The automatic water filler is made from some PVC pipe, brass fittings, a faucet supply and a toilet float valve. The PVC is arranged into a hook shape, a fitting is put on one end for a standard garden hose. On the other end a bit of adapting is needed to convert the PVC into a faucet supply, where the toilet valve is hooked up. Now whenever your thirsty beasts get the water too low, the float lowers and tops off the watering hole with fresh H20. That sure beats running out there every day to make sure, especially with summer just around the bend.

35 thoughts on “Automatic Water for Your Pets

  1. You’ll want to put a one-way anti-siphon valve on that – unless you want animal fecal bacteria to make its way back to your drinking water.

      1. The toilet valve does have a back flow preventer built in. The rubber tube is part of it. Just make sure that the tube is above the surface of the water at all times.

  2. Very nice. This makes it portable. When I was growing up my uncle and I just plumbed a toilet valve through the bottom the the trough.

  3. I did this for my chickens a while back. Added a few poultry nipples to a bucket and used the valve to keep the bucket full. It’s still in place and working today.

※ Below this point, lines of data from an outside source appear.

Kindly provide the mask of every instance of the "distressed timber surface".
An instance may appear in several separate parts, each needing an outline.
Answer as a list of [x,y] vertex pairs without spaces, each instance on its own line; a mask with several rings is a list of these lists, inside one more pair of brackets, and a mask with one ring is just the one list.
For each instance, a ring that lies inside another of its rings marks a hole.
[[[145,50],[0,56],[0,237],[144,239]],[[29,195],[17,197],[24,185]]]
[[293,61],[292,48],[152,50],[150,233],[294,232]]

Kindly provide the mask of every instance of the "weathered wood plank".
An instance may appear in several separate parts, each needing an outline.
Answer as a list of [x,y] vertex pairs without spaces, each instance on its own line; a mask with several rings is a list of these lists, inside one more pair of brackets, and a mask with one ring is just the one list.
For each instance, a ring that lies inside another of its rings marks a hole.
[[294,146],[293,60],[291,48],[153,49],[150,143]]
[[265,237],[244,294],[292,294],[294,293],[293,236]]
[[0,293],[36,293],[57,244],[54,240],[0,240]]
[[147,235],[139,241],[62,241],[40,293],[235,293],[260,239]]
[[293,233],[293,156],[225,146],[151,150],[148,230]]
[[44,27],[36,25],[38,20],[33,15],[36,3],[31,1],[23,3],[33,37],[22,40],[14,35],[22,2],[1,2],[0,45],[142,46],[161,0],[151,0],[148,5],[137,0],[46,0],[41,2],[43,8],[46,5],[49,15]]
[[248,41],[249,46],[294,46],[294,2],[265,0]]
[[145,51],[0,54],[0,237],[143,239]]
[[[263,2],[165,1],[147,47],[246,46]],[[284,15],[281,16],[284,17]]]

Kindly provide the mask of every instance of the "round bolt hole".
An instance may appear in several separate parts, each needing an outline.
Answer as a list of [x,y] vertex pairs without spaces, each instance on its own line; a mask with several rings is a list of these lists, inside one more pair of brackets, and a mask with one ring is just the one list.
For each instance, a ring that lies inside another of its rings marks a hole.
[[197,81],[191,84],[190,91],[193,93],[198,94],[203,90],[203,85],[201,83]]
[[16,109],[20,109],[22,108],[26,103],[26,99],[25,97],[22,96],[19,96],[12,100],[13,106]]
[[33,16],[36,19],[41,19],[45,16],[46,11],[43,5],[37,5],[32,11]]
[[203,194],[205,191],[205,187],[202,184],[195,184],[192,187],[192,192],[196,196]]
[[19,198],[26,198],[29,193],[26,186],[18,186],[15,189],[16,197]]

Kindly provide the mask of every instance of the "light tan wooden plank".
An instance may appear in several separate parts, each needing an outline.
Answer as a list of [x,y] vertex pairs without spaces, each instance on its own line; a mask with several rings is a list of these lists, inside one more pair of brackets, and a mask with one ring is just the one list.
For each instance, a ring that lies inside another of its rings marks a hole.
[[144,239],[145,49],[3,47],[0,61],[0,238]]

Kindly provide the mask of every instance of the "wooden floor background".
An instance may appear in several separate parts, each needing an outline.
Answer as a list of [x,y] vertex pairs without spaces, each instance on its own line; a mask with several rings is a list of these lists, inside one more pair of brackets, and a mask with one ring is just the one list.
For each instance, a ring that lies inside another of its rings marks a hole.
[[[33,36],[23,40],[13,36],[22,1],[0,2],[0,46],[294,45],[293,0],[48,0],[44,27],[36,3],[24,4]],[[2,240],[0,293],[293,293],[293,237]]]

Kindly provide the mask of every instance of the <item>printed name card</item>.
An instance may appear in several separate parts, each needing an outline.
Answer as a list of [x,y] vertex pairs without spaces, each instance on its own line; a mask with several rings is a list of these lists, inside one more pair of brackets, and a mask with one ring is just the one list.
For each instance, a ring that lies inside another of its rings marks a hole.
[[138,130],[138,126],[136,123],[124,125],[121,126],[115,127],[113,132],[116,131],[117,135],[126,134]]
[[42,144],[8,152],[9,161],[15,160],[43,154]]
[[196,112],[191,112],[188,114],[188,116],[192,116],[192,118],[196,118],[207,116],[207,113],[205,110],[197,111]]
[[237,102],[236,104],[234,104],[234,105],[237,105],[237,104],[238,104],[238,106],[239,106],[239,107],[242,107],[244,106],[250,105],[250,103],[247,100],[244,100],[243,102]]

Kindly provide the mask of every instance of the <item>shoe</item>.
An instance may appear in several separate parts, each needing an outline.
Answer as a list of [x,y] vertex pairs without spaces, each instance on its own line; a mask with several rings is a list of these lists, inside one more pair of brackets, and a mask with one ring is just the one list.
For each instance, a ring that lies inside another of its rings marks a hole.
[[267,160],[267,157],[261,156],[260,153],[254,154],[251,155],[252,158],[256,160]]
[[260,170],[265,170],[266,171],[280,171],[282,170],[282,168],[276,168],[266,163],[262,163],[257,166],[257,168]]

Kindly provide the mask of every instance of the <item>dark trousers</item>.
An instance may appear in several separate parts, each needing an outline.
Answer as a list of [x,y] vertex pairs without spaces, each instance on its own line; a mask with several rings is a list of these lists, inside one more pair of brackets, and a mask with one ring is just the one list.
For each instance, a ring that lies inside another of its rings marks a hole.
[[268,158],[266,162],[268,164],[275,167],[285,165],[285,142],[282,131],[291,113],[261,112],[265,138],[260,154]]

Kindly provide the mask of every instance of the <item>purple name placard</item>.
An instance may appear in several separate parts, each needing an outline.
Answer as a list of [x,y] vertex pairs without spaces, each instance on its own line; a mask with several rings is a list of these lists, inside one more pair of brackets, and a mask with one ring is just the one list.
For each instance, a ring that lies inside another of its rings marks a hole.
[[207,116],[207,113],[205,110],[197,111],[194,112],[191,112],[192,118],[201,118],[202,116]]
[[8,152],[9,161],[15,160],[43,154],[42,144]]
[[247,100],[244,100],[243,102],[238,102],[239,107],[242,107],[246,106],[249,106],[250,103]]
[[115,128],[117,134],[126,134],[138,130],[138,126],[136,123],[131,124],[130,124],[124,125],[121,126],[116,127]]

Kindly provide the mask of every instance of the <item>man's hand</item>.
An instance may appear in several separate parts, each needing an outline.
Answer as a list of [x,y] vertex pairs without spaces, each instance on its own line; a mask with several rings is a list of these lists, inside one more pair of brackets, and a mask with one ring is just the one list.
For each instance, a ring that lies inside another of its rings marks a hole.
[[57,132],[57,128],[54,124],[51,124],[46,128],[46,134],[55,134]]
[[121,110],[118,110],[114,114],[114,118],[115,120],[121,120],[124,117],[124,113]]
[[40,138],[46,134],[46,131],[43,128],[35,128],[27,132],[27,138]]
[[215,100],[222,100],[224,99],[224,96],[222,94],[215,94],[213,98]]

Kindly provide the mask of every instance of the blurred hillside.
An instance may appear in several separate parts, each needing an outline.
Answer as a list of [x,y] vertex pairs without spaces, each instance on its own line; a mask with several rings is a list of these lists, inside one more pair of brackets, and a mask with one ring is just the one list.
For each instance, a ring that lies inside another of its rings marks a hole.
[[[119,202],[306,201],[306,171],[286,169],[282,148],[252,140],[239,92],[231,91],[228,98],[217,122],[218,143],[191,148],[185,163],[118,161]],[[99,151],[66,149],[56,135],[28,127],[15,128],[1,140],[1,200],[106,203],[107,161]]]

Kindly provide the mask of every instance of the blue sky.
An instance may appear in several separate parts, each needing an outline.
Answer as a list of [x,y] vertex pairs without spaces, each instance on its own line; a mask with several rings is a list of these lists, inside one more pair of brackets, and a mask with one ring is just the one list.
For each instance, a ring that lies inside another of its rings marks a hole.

  4. nice idea but I would add a backflow preventer or anti-siphon valve to prevent contaminated water from being siphoned back into a home water system in case of low supply pressure.

  5. This is a nice idea, but for $15 and a trip to my local feed store I can get a float valve for my troughs.

    If I installed that in my troughs, my horses would tear it up.

    1. I know nothing about horses, but it would be easy to fashion some sort of metal box around the float valve that would keep them out…

    1. I agree, there are some great commercial options out there now. I started using these back in 2008 because the best thing I could find was around $50, back then making one of these cost about $18 and I guess I never really went looking again for a commercial solution after I rigged this up. I only recently decided to write up some of my homebrew solutions to see if I could get a bit of scratch from a blog, and I will be sure in the future to research commercial options before I post an old hack next time.

      1. Please post them anyway, just say they’re old or something. I’m sure I’m not alone in wanting to see more projects like this. Plus, it could lead someone to a solution for something else that may not have a simple commercial alternative, even if your project does have one.

      2. I hope that was sarcasm… kinda part of the point of hacking- to be able to solve a problem despite there being an exact commercial application.

        They might make similar devices for livestock but seeing seeing your hack has inspired a /better/ solution than I had in mind for the Super-Deluxe Ball Python cage plans that have been on my drawing desk for about 2 years.

        Thanks for the inspiration.

  6. $16.00 at a fish supply store and he would have had a cheaper and better solution that survives freezing.

    Sometimes it pays to research a solution before embarking on a quest.

    Simply float that has a lever that holds a rubber washer against a inlet hole. works great and a 1/4 inch fill tube will work just fine even for horses.

  7. Good hack as a creative exercise, or if you have the parts already and no toilet that’s going to need them.

    If you have a working phone you could purchase a auto-waterer that’s purpose-built for this and get it shipped to you overnight for less money than the materials cost.

  8. Good if you’re just using what’s laying around. Otherwise, Stetson (not the hat) makes a 3/8 float valve “*For industrial coolers – swimming pools – fountains – and stock tanks *” for only $12. Or $23 if you want the (recommended)integral vacuum breaker.
    Took Google all of 0.22 seconds to find that one!

  9. Over here in New Zealand, just about every single large animal’s trough has something just like this. For Cows. Horses, Sheep…

    You implementation looks very neat. And it may be the most cost effective also, as the commercially made ones probably sell with the troughs.

    1. I use Autopot for automatic, gravity driven ebb and flow watering in my greenhouse. See here how the device works

      If there was something similar, only larger in size, then that could solve the bad water problem.

  10. Most places require backflow prevention on hose bibs to help protect your home from whatever you might connect to the end of your garden hoses. It wouldn’t hurt to have extra protection but I don’t buy the argument that this is any less safe than a store bought waterer.

  11. PVC is not supposed to be used with potable water, It is known to cause cancer. Would you want to drink from the automatic cancer toilet? Then why would you force your animals to do so?

    1. If PVC causes cancer then everyone that lives in the southern states would have cancer. PVC is widely used in all applications of water use.